At the end of the seventeenth century the Russian government was obliged to renounce in favour of China all further penetration into the valley of the Amur (Treaty of Nertschinsk, 1689). It was not until the middle of the nineteenth century that the Russian advance in the Amur Valley began once more, and led in 1860 to the annexation of the whole left bank of the Amur and the coastal territory (Treaty of Peking; Founding of Vladivostok, 1860). Thus Russia achieved a firm foothold on the Sea of Japan.

After the Treaty of Peking, however, a break of at least three decades occurred in Russian expansion in the Far East. Russian foreign political activity was concentrated in this period partly in the western sector (Russo-Turkish War, 1877-88), and partly on the Central Asiatic sector (conquest of Turkestan). Not until the end of the nineteenth century did Russia once more press her advance along the shores of the Pacific. At this time it seemed to the statesmen in St Petersburg that the prospects for expansion in a far easterly direction were more favourable than in the other two sectors of Russian foreign policy. For towards the end of the 1890s Russian activity on the western sector was obstructed by the so-called Eastern Triple Alliance between Great Britain, Austria-Hungary and Italy, a new edition of the coalition created by English diplomacy during the Crimean War and the Berlin Congress, while in Central Asia Russian expansion also came against firm opposition.
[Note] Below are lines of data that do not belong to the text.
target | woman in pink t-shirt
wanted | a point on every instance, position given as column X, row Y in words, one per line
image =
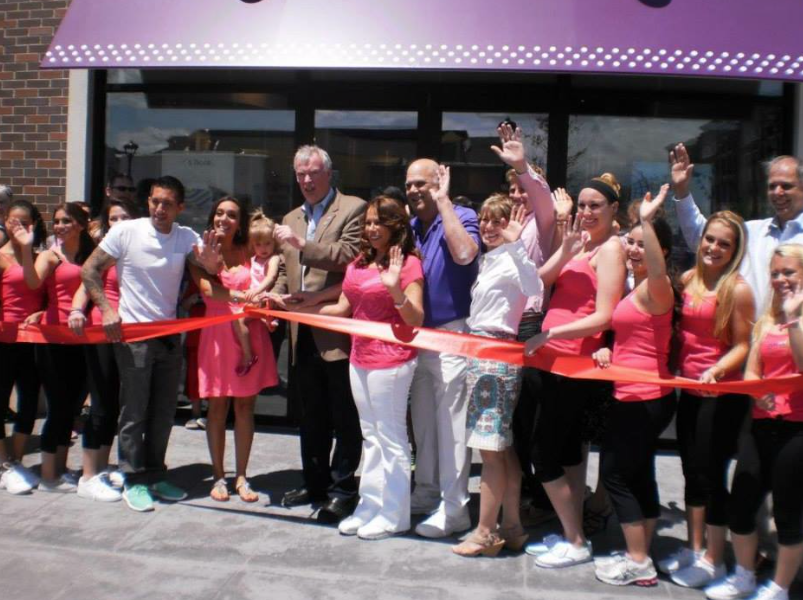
column 385, row 284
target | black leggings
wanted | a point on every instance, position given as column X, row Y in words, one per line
column 557, row 440
column 628, row 456
column 770, row 458
column 63, row 372
column 18, row 366
column 708, row 431
column 103, row 380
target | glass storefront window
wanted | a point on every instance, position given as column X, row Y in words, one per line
column 370, row 150
column 216, row 144
column 466, row 141
column 727, row 155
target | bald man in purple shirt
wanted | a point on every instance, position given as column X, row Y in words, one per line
column 448, row 238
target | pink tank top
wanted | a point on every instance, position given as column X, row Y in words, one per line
column 18, row 300
column 700, row 349
column 574, row 297
column 62, row 284
column 641, row 342
column 111, row 287
column 777, row 360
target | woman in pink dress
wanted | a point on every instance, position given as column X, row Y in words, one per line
column 219, row 352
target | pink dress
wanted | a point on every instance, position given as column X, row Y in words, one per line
column 219, row 353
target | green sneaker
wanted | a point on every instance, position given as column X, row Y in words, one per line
column 167, row 491
column 138, row 498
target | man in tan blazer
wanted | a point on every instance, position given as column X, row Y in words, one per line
column 319, row 239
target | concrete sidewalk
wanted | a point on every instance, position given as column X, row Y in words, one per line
column 62, row 546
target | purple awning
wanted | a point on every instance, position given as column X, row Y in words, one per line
column 730, row 38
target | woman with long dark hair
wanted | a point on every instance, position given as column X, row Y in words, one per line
column 62, row 367
column 19, row 305
column 383, row 284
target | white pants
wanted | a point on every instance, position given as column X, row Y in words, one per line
column 442, row 461
column 381, row 399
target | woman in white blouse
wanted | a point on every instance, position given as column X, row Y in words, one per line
column 507, row 278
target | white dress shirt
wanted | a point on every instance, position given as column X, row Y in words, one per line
column 763, row 237
column 507, row 278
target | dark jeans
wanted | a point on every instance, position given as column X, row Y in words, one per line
column 63, row 372
column 327, row 406
column 628, row 456
column 104, row 390
column 149, row 377
column 18, row 367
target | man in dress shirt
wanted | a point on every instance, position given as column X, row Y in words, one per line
column 785, row 195
column 318, row 240
column 448, row 238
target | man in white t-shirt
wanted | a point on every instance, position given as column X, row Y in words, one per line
column 150, row 255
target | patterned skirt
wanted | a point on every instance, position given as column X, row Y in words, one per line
column 493, row 390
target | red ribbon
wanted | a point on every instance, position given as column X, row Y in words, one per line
column 461, row 344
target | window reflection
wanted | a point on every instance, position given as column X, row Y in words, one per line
column 370, row 150
column 227, row 145
column 466, row 142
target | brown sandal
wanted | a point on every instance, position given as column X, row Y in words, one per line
column 245, row 492
column 220, row 491
column 476, row 544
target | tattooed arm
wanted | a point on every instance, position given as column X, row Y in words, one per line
column 92, row 276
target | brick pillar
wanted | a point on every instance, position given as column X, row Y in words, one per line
column 33, row 104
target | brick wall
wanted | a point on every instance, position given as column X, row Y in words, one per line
column 33, row 103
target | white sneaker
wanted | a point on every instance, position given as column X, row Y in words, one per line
column 699, row 574
column 741, row 584
column 623, row 570
column 544, row 546
column 350, row 525
column 13, row 481
column 423, row 503
column 563, row 554
column 97, row 488
column 59, row 486
column 681, row 559
column 438, row 525
column 770, row 591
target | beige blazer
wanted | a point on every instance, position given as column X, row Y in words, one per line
column 322, row 263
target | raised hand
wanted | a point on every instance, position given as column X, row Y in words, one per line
column 681, row 170
column 20, row 234
column 563, row 204
column 441, row 194
column 210, row 254
column 512, row 151
column 650, row 206
column 512, row 232
column 392, row 274
column 574, row 238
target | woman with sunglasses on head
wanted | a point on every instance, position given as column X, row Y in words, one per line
column 97, row 481
column 714, row 339
column 770, row 453
column 62, row 367
column 580, row 310
column 642, row 329
column 20, row 305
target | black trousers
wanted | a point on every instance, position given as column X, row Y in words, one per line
column 628, row 456
column 708, row 431
column 18, row 366
column 327, row 409
column 63, row 372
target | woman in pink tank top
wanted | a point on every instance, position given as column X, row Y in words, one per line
column 19, row 305
column 770, row 452
column 580, row 310
column 62, row 367
column 713, row 341
column 97, row 482
column 642, row 327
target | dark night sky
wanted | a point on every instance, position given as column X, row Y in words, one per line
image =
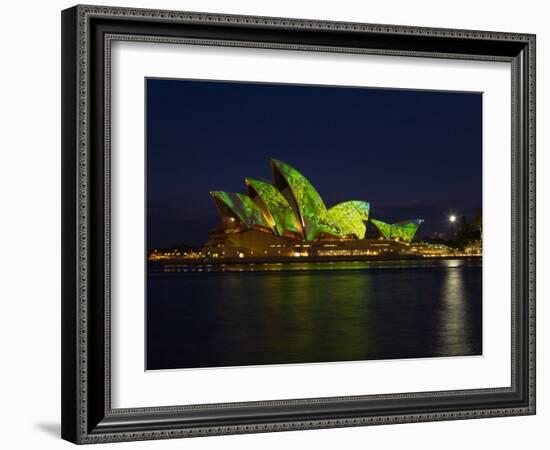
column 411, row 154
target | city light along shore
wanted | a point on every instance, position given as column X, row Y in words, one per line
column 288, row 221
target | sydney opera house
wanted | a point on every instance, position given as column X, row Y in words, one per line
column 287, row 218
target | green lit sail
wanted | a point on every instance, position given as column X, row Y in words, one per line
column 404, row 230
column 276, row 208
column 242, row 206
column 349, row 218
column 310, row 206
column 291, row 206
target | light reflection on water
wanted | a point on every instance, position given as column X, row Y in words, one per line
column 311, row 312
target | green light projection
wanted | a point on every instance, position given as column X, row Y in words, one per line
column 404, row 230
column 246, row 210
column 311, row 208
column 349, row 218
column 292, row 204
column 279, row 212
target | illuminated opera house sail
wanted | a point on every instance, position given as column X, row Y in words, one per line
column 288, row 217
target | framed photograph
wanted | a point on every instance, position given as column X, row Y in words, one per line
column 277, row 224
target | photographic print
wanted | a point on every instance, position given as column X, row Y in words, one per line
column 293, row 223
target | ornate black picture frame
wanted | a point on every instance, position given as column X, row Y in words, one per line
column 87, row 34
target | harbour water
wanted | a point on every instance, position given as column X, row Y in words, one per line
column 252, row 314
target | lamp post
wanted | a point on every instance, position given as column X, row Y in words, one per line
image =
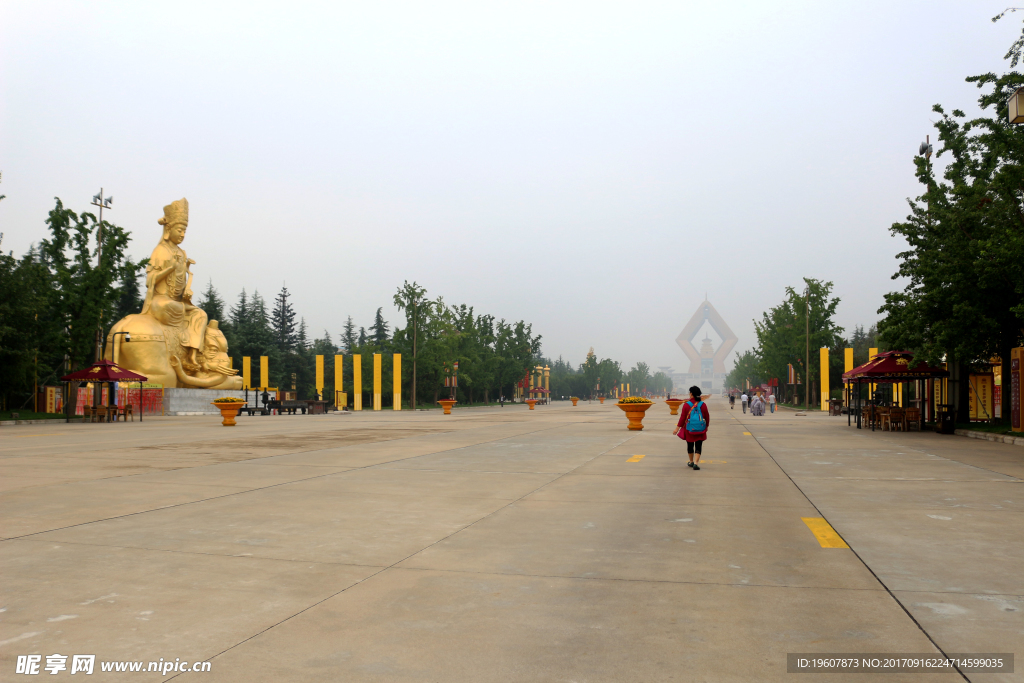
column 103, row 203
column 807, row 351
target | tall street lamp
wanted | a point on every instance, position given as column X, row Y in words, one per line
column 103, row 203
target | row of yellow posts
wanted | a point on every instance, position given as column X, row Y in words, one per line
column 341, row 398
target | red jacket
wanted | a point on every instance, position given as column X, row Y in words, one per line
column 684, row 414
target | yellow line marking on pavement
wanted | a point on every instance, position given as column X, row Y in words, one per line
column 823, row 531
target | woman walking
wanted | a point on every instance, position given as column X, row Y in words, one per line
column 693, row 423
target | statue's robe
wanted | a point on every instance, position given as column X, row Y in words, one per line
column 169, row 299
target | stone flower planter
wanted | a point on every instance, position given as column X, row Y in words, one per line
column 228, row 411
column 635, row 412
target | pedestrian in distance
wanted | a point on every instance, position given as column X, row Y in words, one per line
column 693, row 426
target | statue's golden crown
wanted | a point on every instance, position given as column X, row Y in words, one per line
column 175, row 212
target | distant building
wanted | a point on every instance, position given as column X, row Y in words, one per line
column 708, row 365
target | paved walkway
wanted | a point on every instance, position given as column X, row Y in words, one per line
column 504, row 545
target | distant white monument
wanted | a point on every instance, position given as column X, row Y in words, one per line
column 708, row 364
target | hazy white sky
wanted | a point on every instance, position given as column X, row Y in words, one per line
column 591, row 168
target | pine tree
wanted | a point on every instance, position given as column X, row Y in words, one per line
column 131, row 298
column 212, row 304
column 283, row 322
column 379, row 329
column 348, row 339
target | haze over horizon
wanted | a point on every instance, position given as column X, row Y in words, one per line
column 593, row 169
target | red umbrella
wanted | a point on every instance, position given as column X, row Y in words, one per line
column 103, row 371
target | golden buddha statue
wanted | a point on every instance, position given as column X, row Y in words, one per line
column 172, row 342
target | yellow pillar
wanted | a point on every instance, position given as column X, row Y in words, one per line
column 396, row 373
column 357, row 382
column 377, row 381
column 339, row 381
column 871, row 352
column 823, row 359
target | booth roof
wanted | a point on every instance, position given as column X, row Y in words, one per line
column 893, row 367
column 103, row 371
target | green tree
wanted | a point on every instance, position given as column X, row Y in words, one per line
column 965, row 299
column 409, row 298
column 348, row 338
column 283, row 322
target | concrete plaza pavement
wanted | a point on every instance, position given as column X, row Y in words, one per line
column 504, row 545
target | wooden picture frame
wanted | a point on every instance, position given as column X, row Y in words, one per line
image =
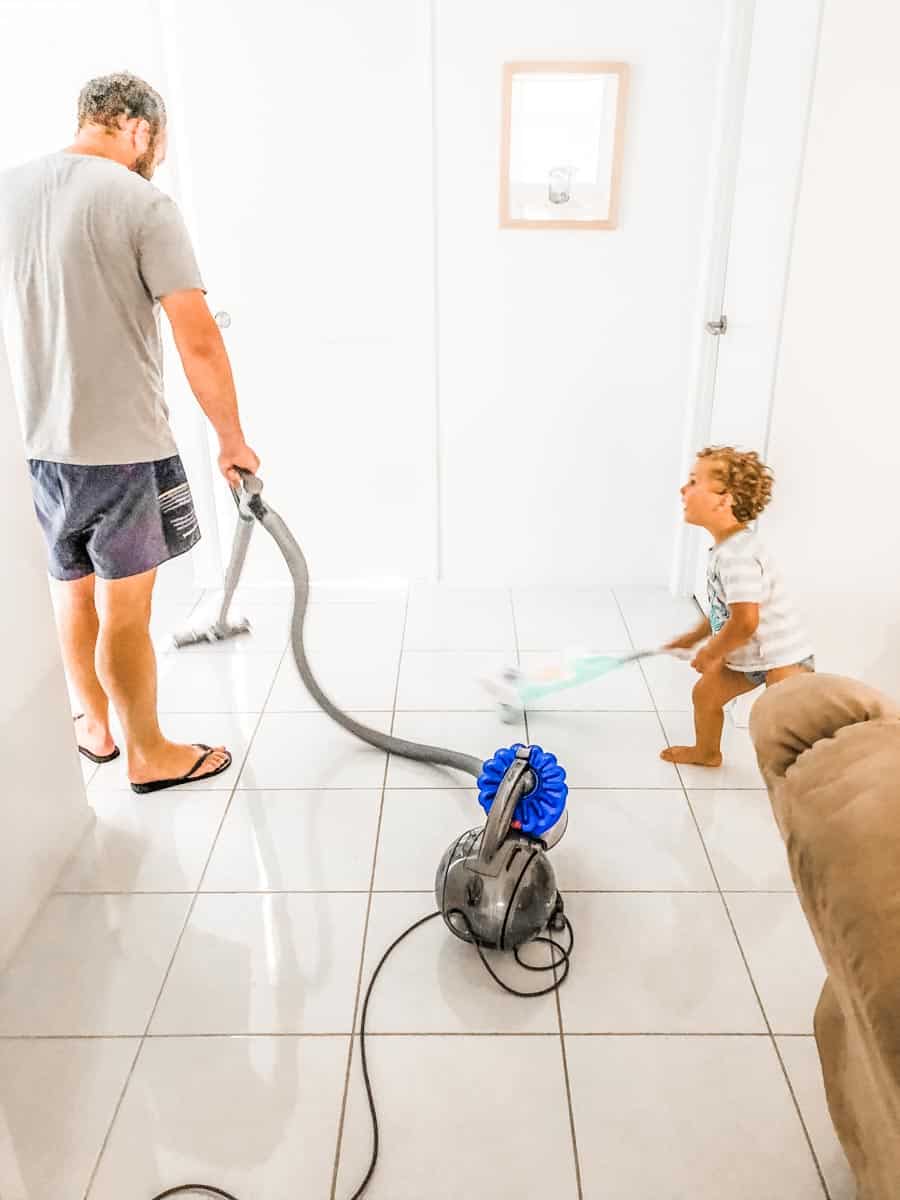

In 1897 Russia concluded with the Habsburg monarchy an agreement on the delimitation of mutual spheres of influence in the Balkans, which amounted to a renunciation by Russia of an active policy in the Donau Valley and the Black Sea territory. The Czarist Empire sought to cover her rear in Europe while pursuing the path of ruthless expansion in the Far East. In this period also the Franco-Russian Alliance (since 1891) signified, above all for Russia, protection against German aggression, and thus the security of her western frontiers. That this alliance was also aimed at Britain became evident at the end of the Sino-Japanese War and during the Boer War. [2]



Note

1. That is, the River Danube – MIA.

2. The article was followed by the words: ‘To be concluded.’ However, the next article by Bienstock in The Nineteenth Century and After was ‘Stalin’s Renversement Des Alliances’ in the issue for October 1939. One might hazard that Bienstock reworked his account of the development of Russian foreign policy to give some historical background to the topical drama of the Molotov – Ribbentrop Pact – MIA.